Matt and Kristen can provide the therapy, equipment, medicines, and around-the-clock supervision that Grace needs to have a stable life. But that is not enough—not for Grace, who wants “Slippery Fish,” nor for her parents, who want a cure.
So last summer, Wilsey raised money to bring the Vigeholms and the other NGLY1 families to Palo Alto, where they met with Grace’s doctors and the Grace Science Foundation researchers. One Japanese scientist, Takayuki Kamei, was overjoyed to meet two of the NGLY1 deficiency patients: “I say hello to their cells every morning,” he told their parents.
And because all of these families also want a cure, each also donated blood, skin, spit, stool, and urine to the world’s first NGLY1 deficiency biobank. In four days, scientists collected more NGLY1 deficiency data than had been collected in the entire five years since the disease was discovered. These patient samples, now stored at Stanford University and at Rutgers University, have been divvied up into more than 5,000 individual samples that will be distributed to academic and company researchers who wish to work on NGLY1 deficiency.

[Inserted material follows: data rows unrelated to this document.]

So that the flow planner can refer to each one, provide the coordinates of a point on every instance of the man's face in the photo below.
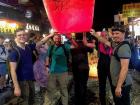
(1, 41)
(57, 39)
(118, 36)
(21, 37)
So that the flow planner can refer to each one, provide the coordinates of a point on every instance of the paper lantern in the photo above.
(67, 16)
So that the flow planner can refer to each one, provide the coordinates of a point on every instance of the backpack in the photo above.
(40, 73)
(132, 62)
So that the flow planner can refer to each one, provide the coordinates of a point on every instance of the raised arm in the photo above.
(90, 45)
(101, 39)
(13, 66)
(73, 42)
(39, 43)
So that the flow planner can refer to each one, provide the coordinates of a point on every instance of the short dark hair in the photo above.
(119, 28)
(2, 37)
(32, 35)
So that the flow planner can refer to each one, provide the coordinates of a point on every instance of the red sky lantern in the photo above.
(67, 16)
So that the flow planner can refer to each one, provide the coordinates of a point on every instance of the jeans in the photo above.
(27, 92)
(125, 98)
(57, 81)
(80, 84)
(103, 75)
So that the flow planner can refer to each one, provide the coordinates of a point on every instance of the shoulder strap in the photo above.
(66, 54)
(18, 52)
(117, 48)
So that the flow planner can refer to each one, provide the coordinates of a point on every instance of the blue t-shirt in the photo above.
(25, 65)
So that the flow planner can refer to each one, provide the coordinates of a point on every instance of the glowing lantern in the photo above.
(67, 16)
(93, 61)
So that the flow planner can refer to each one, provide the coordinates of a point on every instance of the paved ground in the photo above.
(93, 97)
(92, 93)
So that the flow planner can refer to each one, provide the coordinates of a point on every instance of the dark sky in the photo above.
(105, 11)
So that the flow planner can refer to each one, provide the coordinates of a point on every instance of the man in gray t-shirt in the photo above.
(121, 79)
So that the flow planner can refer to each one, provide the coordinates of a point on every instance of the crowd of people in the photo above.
(27, 60)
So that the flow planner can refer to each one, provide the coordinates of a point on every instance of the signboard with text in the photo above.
(131, 10)
(67, 16)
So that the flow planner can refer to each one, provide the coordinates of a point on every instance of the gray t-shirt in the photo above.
(124, 52)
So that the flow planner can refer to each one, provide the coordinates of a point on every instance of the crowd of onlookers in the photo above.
(28, 59)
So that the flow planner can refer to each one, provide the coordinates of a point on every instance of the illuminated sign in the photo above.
(32, 27)
(7, 26)
(131, 10)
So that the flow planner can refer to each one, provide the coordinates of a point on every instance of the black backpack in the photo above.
(132, 62)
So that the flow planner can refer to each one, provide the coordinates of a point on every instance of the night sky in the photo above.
(105, 11)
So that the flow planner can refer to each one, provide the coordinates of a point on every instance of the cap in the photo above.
(6, 41)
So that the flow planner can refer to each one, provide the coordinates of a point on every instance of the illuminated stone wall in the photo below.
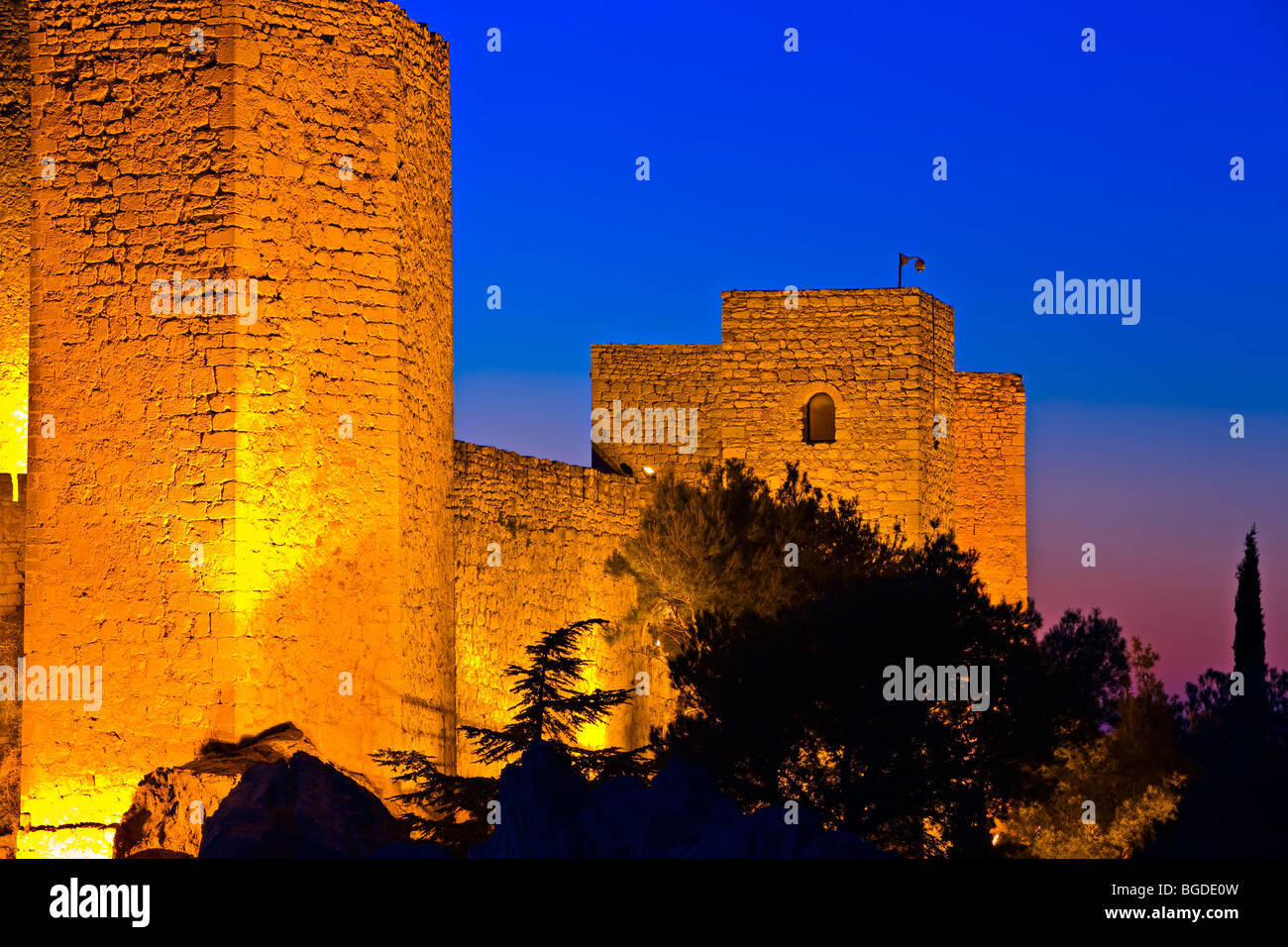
(553, 526)
(13, 525)
(885, 357)
(870, 350)
(226, 155)
(256, 515)
(991, 509)
(17, 169)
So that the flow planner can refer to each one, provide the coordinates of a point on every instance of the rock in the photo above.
(300, 808)
(162, 815)
(549, 810)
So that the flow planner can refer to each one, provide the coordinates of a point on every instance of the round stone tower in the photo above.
(241, 390)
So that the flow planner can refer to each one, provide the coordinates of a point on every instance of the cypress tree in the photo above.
(1249, 628)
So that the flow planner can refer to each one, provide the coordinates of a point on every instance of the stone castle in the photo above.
(254, 517)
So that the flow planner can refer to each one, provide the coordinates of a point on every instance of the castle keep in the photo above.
(256, 515)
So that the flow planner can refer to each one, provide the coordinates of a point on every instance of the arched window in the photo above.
(820, 419)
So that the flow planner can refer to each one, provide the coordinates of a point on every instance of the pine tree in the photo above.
(552, 707)
(1249, 629)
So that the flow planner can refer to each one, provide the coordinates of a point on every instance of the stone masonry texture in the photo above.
(243, 517)
(257, 514)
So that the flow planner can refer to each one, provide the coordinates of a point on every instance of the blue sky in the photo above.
(814, 169)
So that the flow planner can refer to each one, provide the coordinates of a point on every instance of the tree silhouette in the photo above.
(552, 707)
(1249, 638)
(780, 673)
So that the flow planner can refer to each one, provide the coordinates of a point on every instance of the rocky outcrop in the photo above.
(300, 808)
(549, 810)
(172, 804)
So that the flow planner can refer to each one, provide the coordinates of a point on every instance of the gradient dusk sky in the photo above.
(814, 169)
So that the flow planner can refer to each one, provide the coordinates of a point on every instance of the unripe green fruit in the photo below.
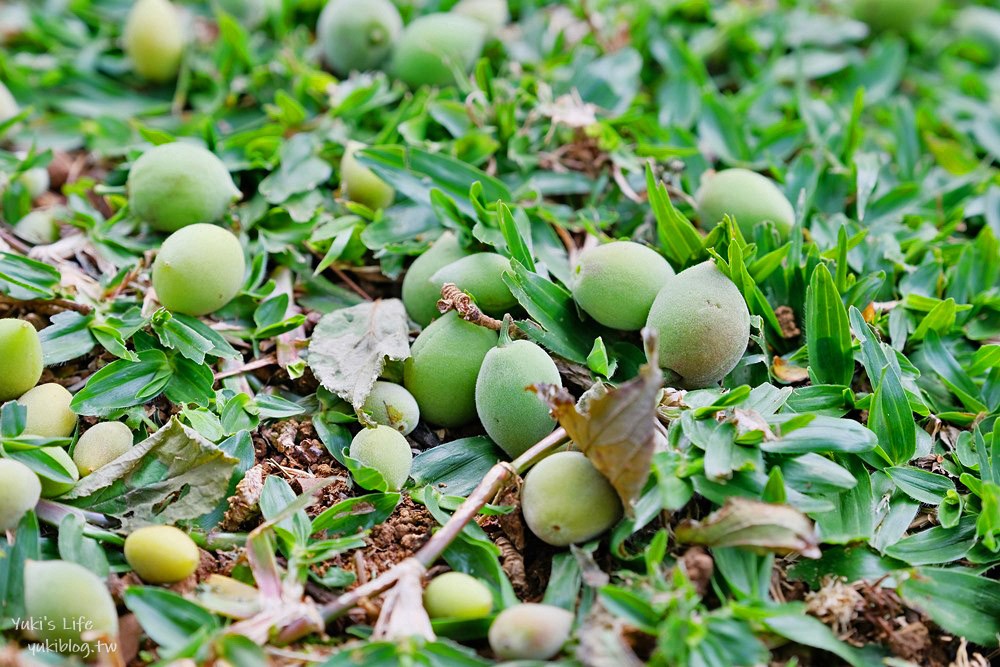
(100, 445)
(360, 184)
(71, 599)
(20, 358)
(53, 489)
(198, 270)
(357, 36)
(616, 283)
(386, 450)
(530, 631)
(746, 196)
(19, 493)
(161, 554)
(441, 372)
(481, 275)
(391, 405)
(49, 415)
(420, 295)
(703, 325)
(457, 595)
(154, 39)
(514, 417)
(178, 184)
(433, 47)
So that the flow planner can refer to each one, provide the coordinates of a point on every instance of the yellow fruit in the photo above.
(198, 270)
(161, 554)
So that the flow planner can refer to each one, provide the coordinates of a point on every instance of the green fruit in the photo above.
(20, 358)
(360, 184)
(386, 450)
(154, 39)
(616, 283)
(746, 196)
(434, 46)
(178, 184)
(391, 405)
(52, 488)
(49, 414)
(703, 325)
(442, 369)
(420, 295)
(514, 417)
(100, 445)
(198, 270)
(72, 600)
(161, 554)
(357, 36)
(19, 493)
(566, 500)
(530, 631)
(457, 595)
(481, 275)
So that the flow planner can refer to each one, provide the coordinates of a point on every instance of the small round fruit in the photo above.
(386, 450)
(71, 599)
(457, 595)
(357, 36)
(420, 295)
(530, 631)
(199, 269)
(433, 47)
(161, 554)
(565, 500)
(49, 414)
(616, 283)
(360, 184)
(100, 445)
(154, 39)
(20, 358)
(442, 369)
(179, 184)
(703, 325)
(746, 196)
(481, 275)
(391, 405)
(514, 417)
(19, 493)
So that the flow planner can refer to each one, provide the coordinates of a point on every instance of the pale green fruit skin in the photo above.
(357, 36)
(565, 500)
(49, 415)
(19, 492)
(154, 39)
(161, 554)
(441, 373)
(748, 197)
(514, 417)
(100, 445)
(433, 46)
(67, 595)
(20, 358)
(199, 269)
(179, 184)
(530, 631)
(420, 295)
(457, 595)
(703, 325)
(360, 184)
(52, 489)
(391, 405)
(385, 449)
(481, 275)
(616, 283)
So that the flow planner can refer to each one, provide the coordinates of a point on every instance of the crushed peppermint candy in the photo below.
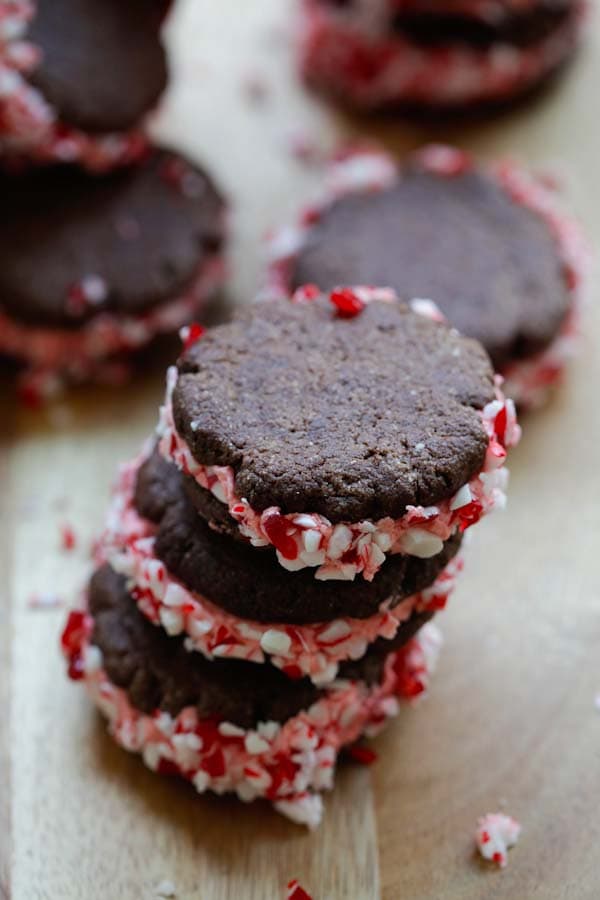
(165, 890)
(315, 650)
(496, 834)
(31, 126)
(345, 550)
(296, 892)
(288, 764)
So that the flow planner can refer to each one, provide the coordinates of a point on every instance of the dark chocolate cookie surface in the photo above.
(157, 672)
(137, 236)
(490, 264)
(350, 418)
(434, 25)
(102, 65)
(250, 583)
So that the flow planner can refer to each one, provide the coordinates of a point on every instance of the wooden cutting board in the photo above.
(511, 723)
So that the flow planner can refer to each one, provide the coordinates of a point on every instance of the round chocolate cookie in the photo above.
(491, 264)
(351, 418)
(157, 671)
(73, 245)
(101, 66)
(438, 24)
(251, 584)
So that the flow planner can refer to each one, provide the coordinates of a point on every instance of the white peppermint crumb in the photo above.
(166, 889)
(44, 601)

That same month, Wilsey closed a seed round of $7 million to start Grace Science LLC. His main backer, a veteran private equity investor, prefers not to be named. Like many in Silicon Valley, he’s recently become attracted to health care by the promise of a so-called “double bottom line”: the potential to both to make money and to do good by saving lives.
Wilsey is chief executive of the company and heavily involved in its scientific strategy. He’s looking for a head scientist with experience in gene therapy and in enzyme replacement therapy, which Mark Dant and John Crowley used to treat their sick children. Gene therapy now seems poised to take off after years of false starts; candidate cures for blood and nervous system disorders are speeding through clinical trials, and companies that use Crispr have raised more than $1 billion.
Wilsey doesn’t know which of these strategies, if any, will save Grace. But he hopes his company will find an NGLY1 deficiency cure within five years. The oldest known NGLY1 deficient patient is in her 20s, but since nobody has been looking for these patients until now, it’s impossible to know how many others—like Bertram—didn’t make it that long.
“We don’t know what Grace’s lifespan is,” Wilsey says. “We’re always waiting for the other shoe to drop.”
But at 3 pm on this one November day, that doesn’t seem to matter.
School’s out, and Grace is seated atop a light chestnut horse named Ned. Five staff members lead Grace through a session of equine therapy. Holding herself upright on Ned’s back helps Grace develop better core strength and coordination.